Description of problem: One of the cluster nodes out of 16 rebooted. @ . @ The /var/log/messages file recorded this: @ . @ Jul 29 13:49:01 abhdb015 sshd[11223]: Closing connection to 144.25.70.51 @ Jul 29 14:31:48 abhdb015 kernel: qla2xxx 0000:0e:00.0: RISC paused -- HCCR=0, @ Dumping firmware! @ Jul 29 14:31:48 abhdb015 kernel: qla2xxx 0000:0e:00.0: Firmware dump saved to @ temp buffer (0/ffffc20010081000). @ Jul 29 14:34:47 abhdb015 syslogd 1.4.1: restart. @ Jul 29 14:34:47 abhdb015 kernel: klogd 1.4.1, log source = /proc/kmsg @ started. Version-Release number of selected component (if applicable): 2.6.18-128.7.1.el5 How reproducible: Steps to Reproduce: 1. 2. 3. Actual results: Expected results: Additional info: Fix from upstream is here: http://git.kernel.org/?p=linux/kernel/git/torvalds/linux-2.6.git;a=commit;h=aed10881129c52f0e5dc1c96ac706b5ce7708a13 Please include the above patch in the next errata. Reference: Oracle bug 8746702.

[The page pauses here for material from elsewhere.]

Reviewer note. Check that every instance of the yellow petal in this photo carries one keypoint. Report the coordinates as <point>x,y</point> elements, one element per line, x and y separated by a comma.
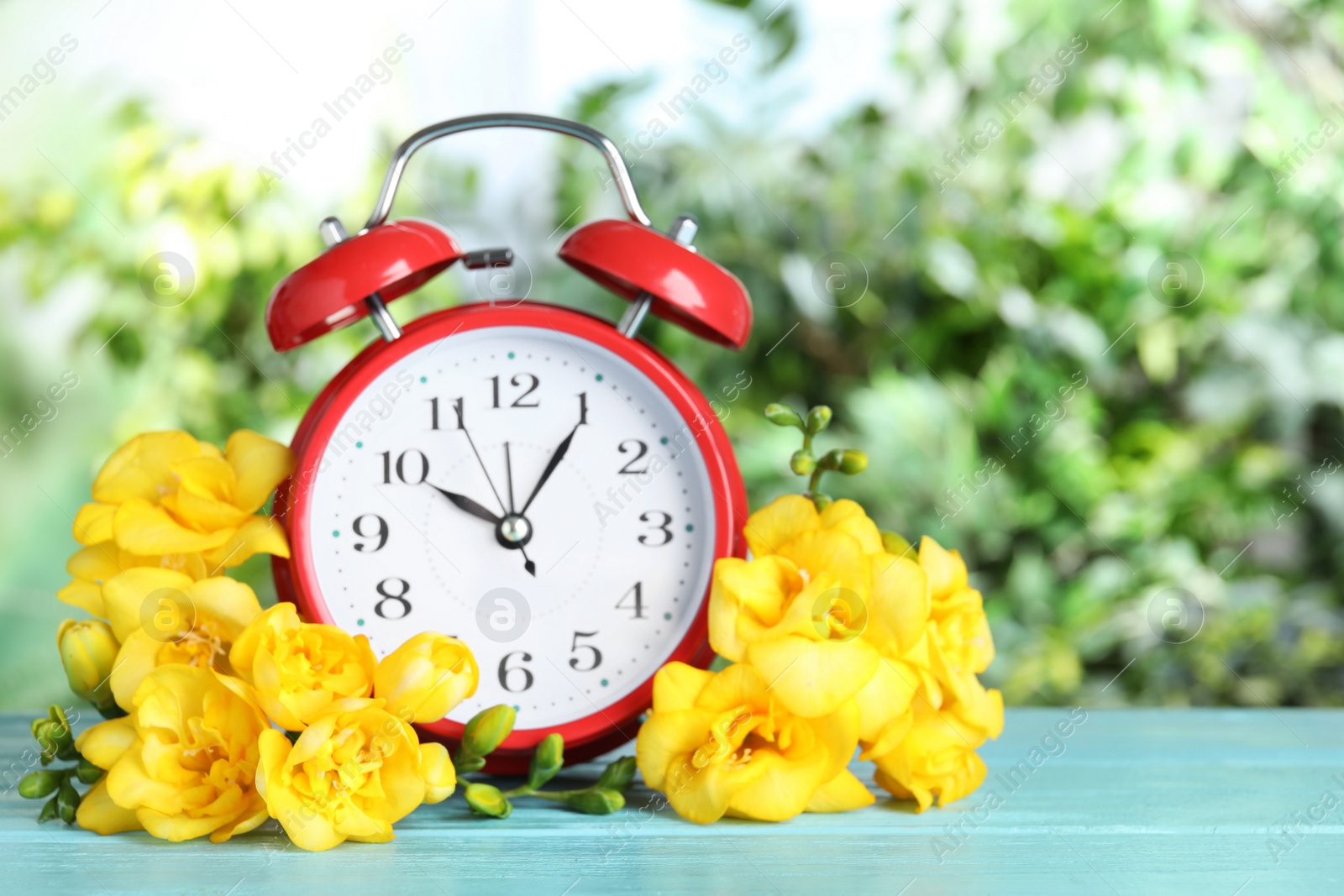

This issue is related to a debug feature, not normal operation. As a result it received lower priority than other work in 5.6. This BZ is now queued for resolution in 5.7.
This looks like it is related to a debug feature of normal operation. We see this once every few months in production on RHEL5.3, 5.4, and 5.5 and can sort of live with it because we have dual HBAs with multipathing to try to avoid outages. Still would like to see it fixed though. Oracle's CentOS/Enterprise Linux 5u5 does have the fix applied.
This request was evaluated by Red Hat Product Management for inclusion in a Red Hat Enterprise Linux maintenance release. Product Management has requested further review of this request by Red Hat Engineering, for potential inclusion in a Red Hat Enterprise Linux Update release for currently deployed products. This request is not yet committed for inclusion in an Update release.
Created attachment 483550 [details] 0001-qla2xxx-Query-supported-RISC-registers-bits-in-deter.patch Back ported the appropriate bits of http://git.kernel.org/?p=linux/kernel/git/torvalds/linux-2.6.git;a=commit;h=aed10881129c52f0e5dc1c96ac706b5ce7708a13.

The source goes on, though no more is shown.